Therefore, increasing the muscle carnosine content can improve muscle pH regulation, which could lead to performance improvements during exercise that is limited by the accumulation of these H+
We know that beta-alanine is the rate-limiting factor in muscle carnosine synthesis, hence why we only supplement with this amino acid. The pioneering study of Prof. Roger Harris showed that chronic supplementation of 4 weeks with beta-alanine can increase muscle carnosine content (Harris et al., 2006), with almost all subsequent studies showing increases across individuals with between 2 and 24 weeks of supplementation between 3.2 and 6.4 g/day.
We performed a meta-analysis of all the evidence on beta-alanine supplementation on exercise available up until 2017 and showed that, on average, beta-alanine does lead to moderate improvements in exercise capacity and performance (Saunders et al., 2017).
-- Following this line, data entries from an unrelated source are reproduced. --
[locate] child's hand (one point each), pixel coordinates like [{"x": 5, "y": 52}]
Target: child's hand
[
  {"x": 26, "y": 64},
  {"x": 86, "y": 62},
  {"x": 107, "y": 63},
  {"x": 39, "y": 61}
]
However, a couple of factors may modify this response, the most important being the duration of the exercise you undertake. Our results suggest that high-intensity exercise lasting between 30 s and 10 min is the timeframe most likely to benefit from beta-alanine supplementation. This includes, but is not limited to, sports such as 100 and 200 m swimming, 4-km time-trial cycling, 2000 m rowing and 800 m running. Exercise less than 30 s is not of sufficient duration to be affected by muscle acidosis, while endurance exercise is also less likely to be affected due to its more aerobic nature. That being said, it is possible that short periods of high-intensity activity performed throughout longer duration exercise may be improved with beta-alanine, such as a sprint finish at the end of a prolonged cycling race.
Importantly, it must be noted that we showed the more trained the individual, the smaller the effect beta-alanine is likely to have. This is possibly due to less room for improvement in already trained individuals. Nonetheless, it is worth considering that these gains are more valuable for athletes as it may translate into worthwhile improvements in competition. Medal rankings in several Olympic sports are separated by less than 1% while sprint finishes in cycling are separated by less than 1% while spirant finished are separated by thousandths of a second.
Is it safe?
So, it can increase muscle carnosine and improve performance, but is it safe to use? The overwhelming evidence suggests it is, and a recent meta-analytic summary of the available data concluded that beta-alanine can safely be consumed by health individuals in doses of up to 6.4 g/day up to 24 weeks (Dolan et al., 2019). However, many users will know that there is a common side-effect which feels like an itchy or tingling sensation on the skin shortly after taking the supplement. This sensation, which is termed paraesthesia, is related to a rapid increase of beta-alanine in the blood which subsides within 60-90 minutes and has no long-term health effects.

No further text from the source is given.